Here we go again.
Why do some people in America have a problem with Americans flying our American flag? Would other countries do the same to their citizens?
Reminiscent of an earlier story about California high school officials sending students home for wearing red, white and blue clothing with American flags to celebrate their love of country on Cinco de Mayo, a Colorado high school student has run into a similar controversy.
Jeremy Stoppel, 16, mounted two 3'x5' flags on his Ford pickup truck in the tradition of his father and brother to show his American pride, to salute a cousin currently serving in the U.S. Navy, and to honor the upcoming anniversary of 9/11.
After the new, young driver squealed his tires in the school parking lot and was ticketed, resulting in the loss of his parking pass for two weeks, a school security officer ordered him to remove the flags because, she said, they could make some students of different nationalities feel uncomfortable.
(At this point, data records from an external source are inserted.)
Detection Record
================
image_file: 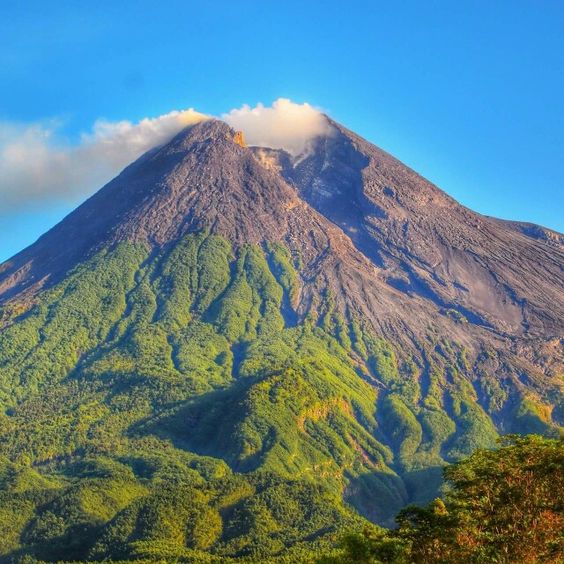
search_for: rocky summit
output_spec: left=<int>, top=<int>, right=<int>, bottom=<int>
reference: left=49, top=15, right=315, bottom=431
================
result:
left=0, top=118, right=564, bottom=562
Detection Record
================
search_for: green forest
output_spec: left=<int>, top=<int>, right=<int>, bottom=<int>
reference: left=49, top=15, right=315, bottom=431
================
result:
left=0, top=232, right=563, bottom=562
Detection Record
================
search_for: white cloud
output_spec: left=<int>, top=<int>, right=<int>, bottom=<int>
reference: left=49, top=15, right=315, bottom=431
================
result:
left=0, top=109, right=207, bottom=209
left=222, top=98, right=331, bottom=155
left=0, top=98, right=331, bottom=210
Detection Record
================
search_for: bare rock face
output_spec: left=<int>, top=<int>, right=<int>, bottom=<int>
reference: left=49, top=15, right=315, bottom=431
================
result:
left=0, top=114, right=564, bottom=398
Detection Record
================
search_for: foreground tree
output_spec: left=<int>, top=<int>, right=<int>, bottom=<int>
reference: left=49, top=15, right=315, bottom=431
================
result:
left=322, top=435, right=564, bottom=564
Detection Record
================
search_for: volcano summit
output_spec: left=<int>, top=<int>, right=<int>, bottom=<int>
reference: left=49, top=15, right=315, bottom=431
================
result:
left=0, top=116, right=564, bottom=560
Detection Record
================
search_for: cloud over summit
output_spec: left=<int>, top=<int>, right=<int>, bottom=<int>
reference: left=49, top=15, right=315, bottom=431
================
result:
left=222, top=98, right=330, bottom=155
left=0, top=98, right=330, bottom=212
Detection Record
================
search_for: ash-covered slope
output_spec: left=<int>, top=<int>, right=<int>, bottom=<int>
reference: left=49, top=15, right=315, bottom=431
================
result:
left=0, top=114, right=564, bottom=561
left=255, top=117, right=564, bottom=338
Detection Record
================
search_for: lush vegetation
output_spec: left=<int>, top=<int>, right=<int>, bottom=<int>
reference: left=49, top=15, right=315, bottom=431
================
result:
left=0, top=232, right=556, bottom=562
left=322, top=435, right=564, bottom=564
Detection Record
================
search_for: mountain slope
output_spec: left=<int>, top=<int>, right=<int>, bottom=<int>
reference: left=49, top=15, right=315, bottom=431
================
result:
left=0, top=120, right=564, bottom=561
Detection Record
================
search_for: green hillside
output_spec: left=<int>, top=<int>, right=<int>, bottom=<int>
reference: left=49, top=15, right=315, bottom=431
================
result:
left=0, top=232, right=556, bottom=562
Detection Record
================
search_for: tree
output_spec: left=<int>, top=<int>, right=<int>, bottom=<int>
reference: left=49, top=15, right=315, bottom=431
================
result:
left=326, top=435, right=564, bottom=564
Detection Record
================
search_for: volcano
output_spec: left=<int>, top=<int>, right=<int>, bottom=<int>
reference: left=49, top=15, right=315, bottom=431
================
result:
left=0, top=117, right=564, bottom=561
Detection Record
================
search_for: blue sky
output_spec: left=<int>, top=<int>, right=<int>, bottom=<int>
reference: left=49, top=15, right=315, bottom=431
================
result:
left=0, top=0, right=564, bottom=260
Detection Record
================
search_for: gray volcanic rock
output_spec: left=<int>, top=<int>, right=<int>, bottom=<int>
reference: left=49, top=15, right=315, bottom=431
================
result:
left=255, top=118, right=564, bottom=337
left=0, top=114, right=564, bottom=400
According to ABC News 7 out of Denver:
"She said I should take my flags down. She said this is a school that focuses on diversity and she doesn't want anyone to feel uncomfortable," Stoppel said. "How do you suppose anyone would feel uncomfortable in America with an American flag? That's where I'm confused."
Not swayed and with the support of his father, Jeremy took the issue to his school principal who said it was a misunderstanding. Dr. Mary Lindamore maintained to Fox News that there was no policy in place against flying the American flag and that it was a tradition at Northglenn High School which had a flag displayed in front and inside the school.
These kinds of stories will do nothing to promote "sensitivity" but, rather, increase American pride and determination in those who have been ignored, reprimanded, and bullied for showing love of country.
After the terrorism attacks on 9/11, a short nine years ago, American flags could be seen everywhere flying from homes, businesses, vehicles, worn on lapels ... and stores sold out as manufacturers worked overtime to resupply shelves. Since that time, some appear to have forgotten the intense patriotism that permeated this country after 3,000 innocent people were killed on American soil, the worst act of war ever against our nation.
Perhaps the security guard could use some "sensitivity" training of her own to prevent an event like this ever happening again.